On the sidelines - although not immune to the fallout - sits the stock market. Without Fonterra in its ranks, or any significant tourist industry presence, the market is a poor reflection of New Zealand's economy.
But - as today's cover story points out - this motley collection of mostly utility and infrastructure stocks, propped up by takeover activity and speculative foreign investors, may well continue to do quite nicely.
That's if - and it's a pretty big if - the US economy doesn't go into recession. If that happens then the whole world is in for a wild ride.
Hendrix vs Page
Though new Telecom boss Paul Reynolds, at 2.04m tall, looks more like he ought to be locking for Scotland against Argentina this weekend, he told the Business Herald in June his real passion was the electric guitar.
In fact he cared enough to point out that he owns two guitars - a Gibson Les Paul and a Fender Stratocaster.
So going in to this week's annual meeting, a burning question remained - was he a Jimi Hendrix man or a Jimmy Page man?
The Les Paul was favoured by Led Zeppelin's Page, the Strat was Hendrix's primary weapon of choice.
Put on the spot at the post-AGM press conference, Reynolds made like a politician - he can't choose, he likes them both.
Fair enough. He's not about to give any clues to his own personal style.
Page - technically brilliant, powerful and studious - was far from a revolutionary player. He did, however, help Led Zeppelin rule the rock world for the best part of a decade. Hendrix, in contrast, was around for a good time, not a long time.
But in a few short years he revolutionised rock 'n' roll and his impact was far greater than that of guitarists with careers many times longer.
Right now Telecom desperately needs some of that Hendrix flair.
It's not always better to burn out than fade away. But after the long, slow malaise that engulfed Telecom while Theresa Gattung was packing her bags, it's not really a calm, steady hand that the company needs. It's time for some fresh, radical thinking. And some no-nonsense change management.

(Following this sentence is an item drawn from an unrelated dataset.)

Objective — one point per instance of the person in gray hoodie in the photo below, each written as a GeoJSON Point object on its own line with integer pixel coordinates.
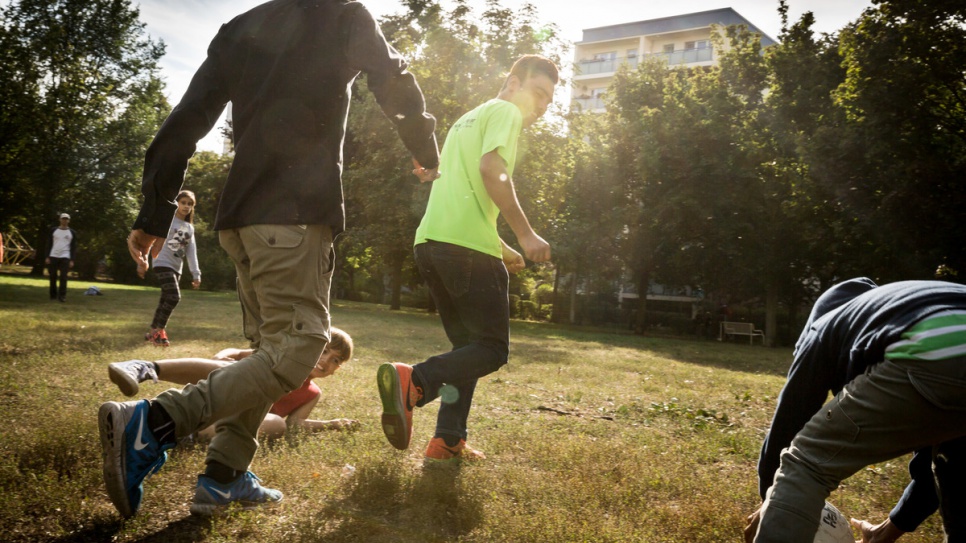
{"type": "Point", "coordinates": [178, 246]}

Typically, foreign chief executives - Fonterra's Canadian chief Andrew Ferrier comes to mind - face a grilling on arrival about their long-term intentions. Will he buy a house? Will he support the All Blacks?
In Telecom's case it doesn't really matter if the strapping Scot adopts New Zealand as his own. What matters is that he whips the market's most important company into shape and leaves his successor with an easier job than he is now facing.